いまの迷宮は、あの事件のあとエレフが魔力を分け与えた『新・箱庭の迷宮』だ。もちろん俺が勝手にそう呼んでいるだけで正式名称は元の『箱庭の迷宮』のままだけど。
でもあれからちょっと変わった薬草やら木の実やらが増えたらしくて、いまだに全容は分かっていない。それで未知の素材を求めて冒険者が殺到しているらしい。

あ、相変わらず幻惑魔法はあるらしいので、楽しい幻惑ならいいけどトラウマものの幻惑を見て挫ける冒険者も一定数いるらしい。
俺は前回で耐性がついたのか、嫌な幻惑は見なかった。楽しいことが大半で、それもすぐにかき消える。それはアークも同様らしかった。

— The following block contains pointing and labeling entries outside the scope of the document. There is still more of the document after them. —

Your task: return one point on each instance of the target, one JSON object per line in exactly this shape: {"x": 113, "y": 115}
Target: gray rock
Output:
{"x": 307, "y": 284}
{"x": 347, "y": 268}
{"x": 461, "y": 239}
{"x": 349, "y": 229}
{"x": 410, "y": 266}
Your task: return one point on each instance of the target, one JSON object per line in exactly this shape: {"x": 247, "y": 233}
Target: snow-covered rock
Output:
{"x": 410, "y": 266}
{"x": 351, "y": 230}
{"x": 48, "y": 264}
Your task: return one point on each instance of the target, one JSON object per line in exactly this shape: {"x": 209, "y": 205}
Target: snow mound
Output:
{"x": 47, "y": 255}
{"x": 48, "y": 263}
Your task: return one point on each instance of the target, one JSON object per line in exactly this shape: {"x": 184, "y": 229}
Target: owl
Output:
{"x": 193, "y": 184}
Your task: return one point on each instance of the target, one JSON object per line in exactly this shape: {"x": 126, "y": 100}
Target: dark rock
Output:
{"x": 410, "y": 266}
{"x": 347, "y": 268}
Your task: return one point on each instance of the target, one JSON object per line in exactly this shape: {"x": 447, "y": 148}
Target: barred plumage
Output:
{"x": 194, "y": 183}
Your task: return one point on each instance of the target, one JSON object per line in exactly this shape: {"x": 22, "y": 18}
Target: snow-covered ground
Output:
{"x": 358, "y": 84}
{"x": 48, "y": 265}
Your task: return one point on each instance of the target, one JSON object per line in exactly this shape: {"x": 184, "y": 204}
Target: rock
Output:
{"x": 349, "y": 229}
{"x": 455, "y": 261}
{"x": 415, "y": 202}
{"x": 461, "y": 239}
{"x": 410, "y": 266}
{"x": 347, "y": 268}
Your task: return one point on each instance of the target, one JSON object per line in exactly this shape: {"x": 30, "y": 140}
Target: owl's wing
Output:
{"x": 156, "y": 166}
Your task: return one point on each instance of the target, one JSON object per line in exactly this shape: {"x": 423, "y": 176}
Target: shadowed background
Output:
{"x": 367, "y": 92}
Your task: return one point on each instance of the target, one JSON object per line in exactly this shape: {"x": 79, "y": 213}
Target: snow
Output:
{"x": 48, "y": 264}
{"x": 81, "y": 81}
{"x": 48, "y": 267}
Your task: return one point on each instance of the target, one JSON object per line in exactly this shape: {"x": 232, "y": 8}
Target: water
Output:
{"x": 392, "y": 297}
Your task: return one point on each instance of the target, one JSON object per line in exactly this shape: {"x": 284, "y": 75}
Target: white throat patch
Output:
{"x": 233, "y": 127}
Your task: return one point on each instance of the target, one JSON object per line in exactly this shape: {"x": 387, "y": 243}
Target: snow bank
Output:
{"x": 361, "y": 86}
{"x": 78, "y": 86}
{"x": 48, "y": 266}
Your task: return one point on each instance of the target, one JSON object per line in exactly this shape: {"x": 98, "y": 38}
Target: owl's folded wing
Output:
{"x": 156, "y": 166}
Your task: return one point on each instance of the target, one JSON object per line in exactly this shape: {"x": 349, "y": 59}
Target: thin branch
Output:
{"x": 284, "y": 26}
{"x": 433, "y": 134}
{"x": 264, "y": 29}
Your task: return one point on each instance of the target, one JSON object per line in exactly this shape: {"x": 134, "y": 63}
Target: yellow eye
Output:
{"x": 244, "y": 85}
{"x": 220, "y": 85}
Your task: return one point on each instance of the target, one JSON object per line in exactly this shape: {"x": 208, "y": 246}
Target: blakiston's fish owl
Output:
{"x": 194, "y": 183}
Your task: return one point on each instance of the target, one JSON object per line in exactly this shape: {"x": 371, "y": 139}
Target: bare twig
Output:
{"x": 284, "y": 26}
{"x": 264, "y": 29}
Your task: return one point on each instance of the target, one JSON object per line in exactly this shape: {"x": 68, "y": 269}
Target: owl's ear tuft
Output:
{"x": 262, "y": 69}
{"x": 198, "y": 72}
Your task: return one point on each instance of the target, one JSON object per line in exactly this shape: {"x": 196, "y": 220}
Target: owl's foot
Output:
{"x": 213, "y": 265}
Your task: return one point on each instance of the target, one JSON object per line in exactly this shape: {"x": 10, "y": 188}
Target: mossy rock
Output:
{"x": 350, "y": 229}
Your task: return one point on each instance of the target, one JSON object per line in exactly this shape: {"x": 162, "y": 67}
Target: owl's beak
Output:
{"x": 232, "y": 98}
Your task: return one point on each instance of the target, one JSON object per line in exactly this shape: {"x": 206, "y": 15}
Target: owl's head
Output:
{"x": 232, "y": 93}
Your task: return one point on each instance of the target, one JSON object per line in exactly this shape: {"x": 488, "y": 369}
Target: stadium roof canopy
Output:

「……どう考えても迷宮の核ダンジョン・コアが忖度してるだろう」
「ん? 何か言った?」
「いや」

アークが渋い顔で何か呟いたから聞き返したら、何でもなかったらしい。

「じゃあレアなチョコの実を探すぞー!」
「おー。ところでそれは普通に木に成っているのか?」

俺の気合いに反して若干棒読みのアークのかけ声という何とも言えない空気の中、アークがそう聞いてきたので俺も考える。

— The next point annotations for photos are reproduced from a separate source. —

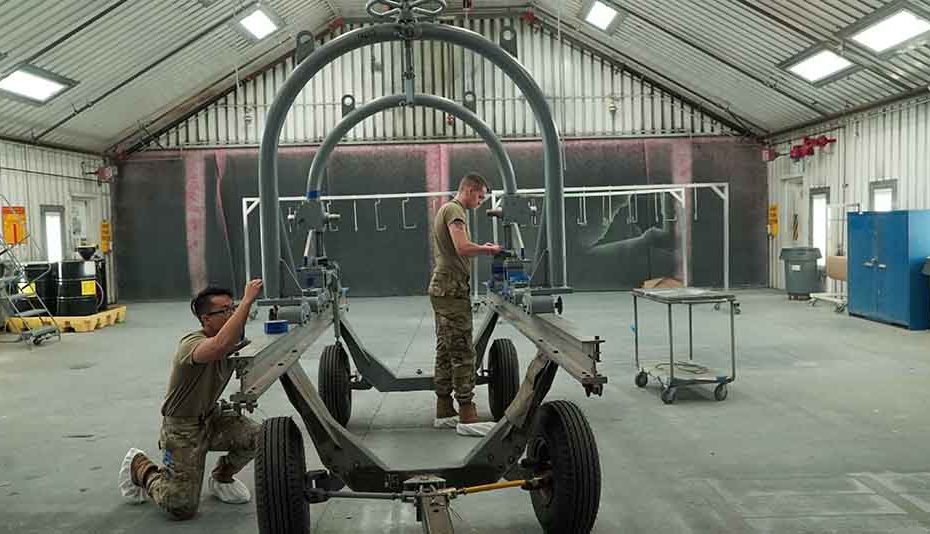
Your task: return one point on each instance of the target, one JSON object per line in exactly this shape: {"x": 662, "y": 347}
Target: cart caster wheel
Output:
{"x": 336, "y": 383}
{"x": 564, "y": 446}
{"x": 668, "y": 395}
{"x": 280, "y": 467}
{"x": 503, "y": 376}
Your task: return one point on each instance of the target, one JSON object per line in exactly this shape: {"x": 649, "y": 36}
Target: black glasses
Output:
{"x": 228, "y": 310}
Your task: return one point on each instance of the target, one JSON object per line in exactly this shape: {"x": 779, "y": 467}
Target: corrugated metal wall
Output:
{"x": 885, "y": 144}
{"x": 34, "y": 177}
{"x": 593, "y": 97}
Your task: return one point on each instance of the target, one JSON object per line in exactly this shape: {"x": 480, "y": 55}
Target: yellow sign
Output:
{"x": 106, "y": 236}
{"x": 14, "y": 224}
{"x": 88, "y": 288}
{"x": 773, "y": 219}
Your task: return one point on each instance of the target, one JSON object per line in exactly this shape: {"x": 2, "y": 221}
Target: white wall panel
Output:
{"x": 892, "y": 143}
{"x": 33, "y": 177}
{"x": 590, "y": 97}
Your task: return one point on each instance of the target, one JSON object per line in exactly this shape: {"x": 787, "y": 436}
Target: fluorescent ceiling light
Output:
{"x": 820, "y": 65}
{"x": 30, "y": 84}
{"x": 258, "y": 24}
{"x": 892, "y": 30}
{"x": 600, "y": 15}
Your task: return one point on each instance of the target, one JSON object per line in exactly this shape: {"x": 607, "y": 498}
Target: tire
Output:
{"x": 336, "y": 383}
{"x": 564, "y": 442}
{"x": 503, "y": 376}
{"x": 280, "y": 468}
{"x": 668, "y": 395}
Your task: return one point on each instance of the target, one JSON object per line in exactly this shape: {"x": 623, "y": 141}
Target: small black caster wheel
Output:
{"x": 668, "y": 395}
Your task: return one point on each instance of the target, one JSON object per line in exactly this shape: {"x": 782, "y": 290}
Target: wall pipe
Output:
{"x": 362, "y": 37}
{"x": 504, "y": 165}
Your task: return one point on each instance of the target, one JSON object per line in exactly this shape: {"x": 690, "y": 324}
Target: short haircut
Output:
{"x": 201, "y": 303}
{"x": 473, "y": 179}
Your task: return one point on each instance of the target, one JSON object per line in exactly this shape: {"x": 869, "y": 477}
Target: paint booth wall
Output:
{"x": 887, "y": 145}
{"x": 181, "y": 214}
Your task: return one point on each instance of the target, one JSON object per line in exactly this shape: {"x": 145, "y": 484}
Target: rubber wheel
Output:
{"x": 503, "y": 376}
{"x": 563, "y": 442}
{"x": 280, "y": 468}
{"x": 336, "y": 383}
{"x": 668, "y": 395}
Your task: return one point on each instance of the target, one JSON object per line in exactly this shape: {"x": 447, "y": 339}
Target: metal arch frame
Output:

「うーん……情報が少なすぎて分からない。とりあえずそれっぽい木を探してみようと思ってる」

さすがに木の実扱いだよね。

──そう思っていた時期がありました。

「……えーと?」
「……もしかして魔物アレがチョコの実を落とすのか?」

不意に目の前に魔物が現れた。見たことのない魔物だ。俺はとっさに鑑定アナライズした。

【名称:板チョコブラック
品質:B(カカオ含有量五〇%)
備考:苦い。縦一〇〇センチ×横五〇センチ×厚み一〇センチの長方形の板状。カカオ含有量によって品質と硬度が変わる。
他に板チョコホワイト、板チョコピンク、板チョコミルクがいる。
倒すと稀にチョコの実をドロップする。ごく稀にチョコの実EXをドロップする。】

「……うん、チョコの実をドロップするって」

俺は鑑定結果を口にした。アークも自分で鑑定したようで、呆れたような変なキレ方をしていた。

「……アホか!!! これもう、絶対にエレフが魔力を分け与えたせいだろう!!!」

そうだね、俺もそう思うよ。エレフって古の森でも魔性植物をおかしなほうに品種改良してるもんね。

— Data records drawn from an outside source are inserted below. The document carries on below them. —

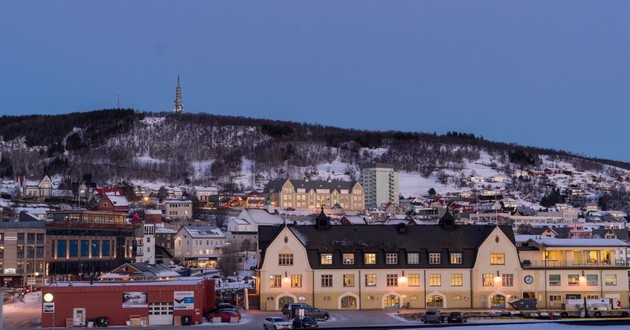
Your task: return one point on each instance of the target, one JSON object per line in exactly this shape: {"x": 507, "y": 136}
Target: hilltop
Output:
{"x": 242, "y": 154}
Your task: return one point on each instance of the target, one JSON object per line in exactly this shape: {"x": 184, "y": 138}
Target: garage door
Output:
{"x": 161, "y": 313}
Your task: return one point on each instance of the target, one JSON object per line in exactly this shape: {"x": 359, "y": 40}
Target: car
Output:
{"x": 224, "y": 315}
{"x": 306, "y": 322}
{"x": 316, "y": 313}
{"x": 432, "y": 316}
{"x": 275, "y": 323}
{"x": 456, "y": 317}
{"x": 289, "y": 309}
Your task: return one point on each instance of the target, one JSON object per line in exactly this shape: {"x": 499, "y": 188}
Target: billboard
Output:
{"x": 184, "y": 300}
{"x": 134, "y": 299}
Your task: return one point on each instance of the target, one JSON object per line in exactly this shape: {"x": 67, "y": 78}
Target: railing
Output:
{"x": 574, "y": 264}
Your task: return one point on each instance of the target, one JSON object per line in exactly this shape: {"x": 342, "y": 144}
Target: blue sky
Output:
{"x": 551, "y": 74}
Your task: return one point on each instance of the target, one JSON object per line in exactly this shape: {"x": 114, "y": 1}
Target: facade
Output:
{"x": 128, "y": 303}
{"x": 22, "y": 252}
{"x": 314, "y": 194}
{"x": 380, "y": 184}
{"x": 84, "y": 244}
{"x": 441, "y": 266}
{"x": 177, "y": 209}
{"x": 199, "y": 246}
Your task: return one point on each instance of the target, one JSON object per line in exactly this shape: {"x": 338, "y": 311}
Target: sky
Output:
{"x": 551, "y": 74}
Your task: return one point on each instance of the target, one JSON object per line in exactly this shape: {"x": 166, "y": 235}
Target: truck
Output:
{"x": 607, "y": 307}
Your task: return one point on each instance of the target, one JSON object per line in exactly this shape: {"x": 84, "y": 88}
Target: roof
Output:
{"x": 276, "y": 185}
{"x": 204, "y": 232}
{"x": 382, "y": 239}
{"x": 578, "y": 242}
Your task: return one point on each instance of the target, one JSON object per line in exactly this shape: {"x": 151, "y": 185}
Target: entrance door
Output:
{"x": 78, "y": 317}
{"x": 161, "y": 313}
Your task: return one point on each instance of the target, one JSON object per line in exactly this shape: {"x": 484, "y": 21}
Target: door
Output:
{"x": 161, "y": 313}
{"x": 78, "y": 317}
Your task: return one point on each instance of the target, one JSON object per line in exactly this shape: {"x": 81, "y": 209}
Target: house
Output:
{"x": 375, "y": 266}
{"x": 111, "y": 202}
{"x": 199, "y": 246}
{"x": 313, "y": 194}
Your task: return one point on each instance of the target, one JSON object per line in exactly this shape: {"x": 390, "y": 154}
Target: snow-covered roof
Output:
{"x": 579, "y": 242}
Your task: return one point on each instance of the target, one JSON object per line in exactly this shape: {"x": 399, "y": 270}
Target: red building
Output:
{"x": 127, "y": 303}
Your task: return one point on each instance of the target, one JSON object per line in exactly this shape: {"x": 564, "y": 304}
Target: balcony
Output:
{"x": 574, "y": 264}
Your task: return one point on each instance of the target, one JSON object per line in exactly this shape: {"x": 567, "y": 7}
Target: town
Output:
{"x": 169, "y": 255}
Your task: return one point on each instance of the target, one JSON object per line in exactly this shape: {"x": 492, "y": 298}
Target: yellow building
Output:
{"x": 314, "y": 194}
{"x": 384, "y": 266}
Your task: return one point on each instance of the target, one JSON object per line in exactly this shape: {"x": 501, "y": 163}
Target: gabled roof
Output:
{"x": 381, "y": 239}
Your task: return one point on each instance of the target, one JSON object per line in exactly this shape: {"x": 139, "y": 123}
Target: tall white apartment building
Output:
{"x": 380, "y": 184}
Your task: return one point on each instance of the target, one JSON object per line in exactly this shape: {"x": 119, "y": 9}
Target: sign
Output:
{"x": 184, "y": 300}
{"x": 49, "y": 308}
{"x": 134, "y": 299}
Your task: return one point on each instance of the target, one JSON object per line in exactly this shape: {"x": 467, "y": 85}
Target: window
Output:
{"x": 488, "y": 279}
{"x": 497, "y": 258}
{"x": 457, "y": 279}
{"x": 275, "y": 281}
{"x": 610, "y": 279}
{"x": 326, "y": 280}
{"x": 348, "y": 280}
{"x": 285, "y": 259}
{"x": 296, "y": 280}
{"x": 370, "y": 279}
{"x": 413, "y": 258}
{"x": 413, "y": 280}
{"x": 434, "y": 258}
{"x": 326, "y": 258}
{"x": 391, "y": 258}
{"x": 392, "y": 279}
{"x": 435, "y": 280}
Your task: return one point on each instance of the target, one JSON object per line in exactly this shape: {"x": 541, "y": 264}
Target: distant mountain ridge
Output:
{"x": 113, "y": 145}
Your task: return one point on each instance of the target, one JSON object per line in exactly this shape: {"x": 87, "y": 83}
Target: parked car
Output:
{"x": 306, "y": 322}
{"x": 287, "y": 309}
{"x": 316, "y": 313}
{"x": 225, "y": 315}
{"x": 456, "y": 317}
{"x": 275, "y": 323}
{"x": 432, "y": 316}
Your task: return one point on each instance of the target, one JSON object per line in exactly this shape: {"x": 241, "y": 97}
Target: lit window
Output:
{"x": 413, "y": 280}
{"x": 370, "y": 279}
{"x": 435, "y": 280}
{"x": 413, "y": 258}
{"x": 457, "y": 279}
{"x": 488, "y": 279}
{"x": 497, "y": 258}
{"x": 326, "y": 280}
{"x": 348, "y": 280}
{"x": 370, "y": 258}
{"x": 326, "y": 258}
{"x": 285, "y": 259}
{"x": 391, "y": 258}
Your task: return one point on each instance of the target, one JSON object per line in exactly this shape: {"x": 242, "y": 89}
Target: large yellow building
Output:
{"x": 315, "y": 194}
{"x": 444, "y": 266}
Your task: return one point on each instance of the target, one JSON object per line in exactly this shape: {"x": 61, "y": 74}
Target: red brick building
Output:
{"x": 128, "y": 303}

幸いなことに周囲に他の冒険者がいなかったから、アークの叫びは聞かれずにすんだ。

これはちょっと予想外で笑った。

ちなみに他の板チョコも鑑定してみたが、カカオ五〇%以下は全て品質C、カカオ七五%は品質Aでカカオ九五%が品質Sと出た。
あと、色で板チョコの種類は分かるが、カカオ含有量は見た目では分からず、鑑定するのも面倒なのでひたすら倒すことに決定。

たぶん品質が高い方がレアのチョコの実EXをドロップすると見込んで、俺達は遭遇するたびに倒しまくった。

ついでに珍しい薬草やら木の実やらも採取。昼前には迷宮を後にしたのだった。





※チョコの実をカカオの実と書いた部分がありました。正しくはチョコです。修正しました。
板チョコの魔物の登場シーンの会話をちょっと修正しました。